Professor of Music and Director of Jazz Studies at the University of Connecticut, MacDonald is a two-time JUNO nominee and recipient of the Sammy Nestico Award and the Connecticut Office of the Arts’ Artistic Excellence Award. His recent work marks a decisive shift toward fully notated, socially engaged composition, treating music as a form of witness rather than escape.


Rod Nelman
Rod Nelman, bass-baritone

Praised as a “superb singer-actor” (The Washington Times), Nelman has appeared with the Metropolitan Opera, Washington National Opera, Orpheus Chamber Orchestra, and the Arena di Verona. His voice provides the ensemble’s emotional center—operatic in weight, intimate in delivery, and deeply attuned to text.


Amanda Gookin
Amanda Gookin, cello

A founding member of the Grammy-nominated PUBLIQuartet and a leading advocate for equity in the arts, Gookin brings a fearless expressive range to the ensemble. Her playing moves fluidly between lyricism and urgency, functioning as both countervoice and catalyst.


Rogério Boccato
Rogério Boccato, percussion

Featured on multiple Grammy-winning and nominated recordings, Boccato has collaborated with artists including Maria Schneider, Danilo Pérez, and Hermeto Pascoal. His rhythmic language—rooted in Brazilian traditions—adds depth, motion, and subtle propulsion to the ensemble’s sound.


Social Engagement

A central work for the ensemble is a newly composed song cycle setting poetry by UConn English Professor V. Penelope Pelizzon, addressing climate justice, ecological disruption, and human displacement. Scientific perspectives from UConn Professors David Wagner and Elle Ouimet inform the project, grounding the music in research as well as reflection.
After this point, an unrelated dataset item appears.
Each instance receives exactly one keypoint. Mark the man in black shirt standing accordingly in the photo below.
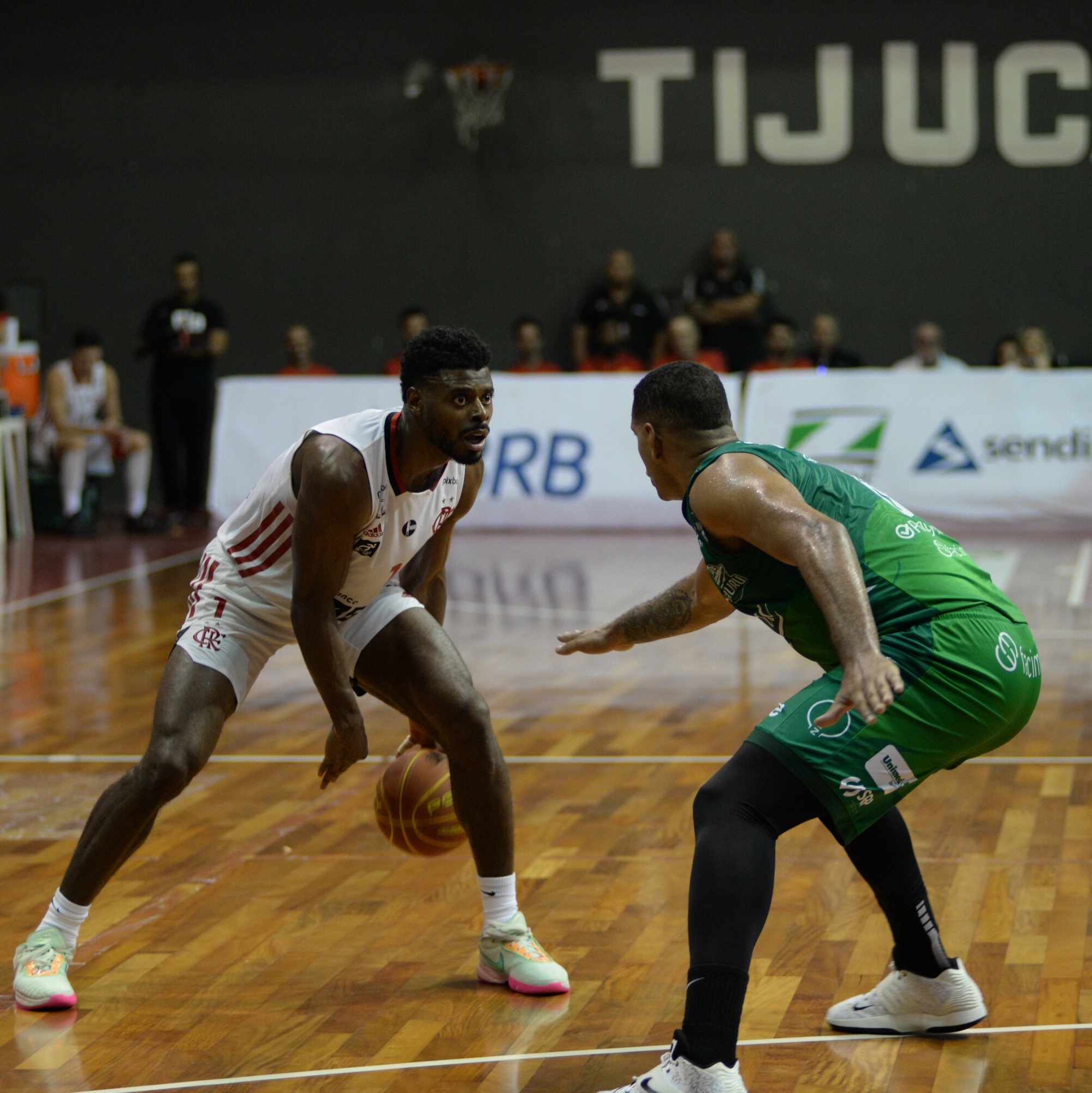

Additional texts by Sara Goudarzi, Rev. Dr. Michael Pfleger, and Everette Hoagland further expand the ensemble’s engagement with questions of dignity, responsibility, and collective action.


Intent

The Black Square Ensemble is not a crossover project, nor an exercise in stylistic novelty. It is a sustained inquiry into what it means to compose—and to listen—responsibly.

As MacDonald describes it:
“This music is not neutral. It asks for attention. It asks for thought.”


Recent and Upcoming Activity

The Black Square Ensemble made its debut with a concert performance on November 14, 2025, followed by a studio recording on November 15, 2025. The resulting album is currently in post-production and is scheduled for release in 2026.

On July 20, 2026, the ensemble will appear as part of the Paul Brown Monday Night Jazz Series, presented by the Hartford Jazz Society, at the Thomas D. Harris IV Pavilion in Bushnell Park, Hartford, Connecticut. The ensemble will be featured on an evening themed around social justice.

Additional performances and touring are planned following the album’s release.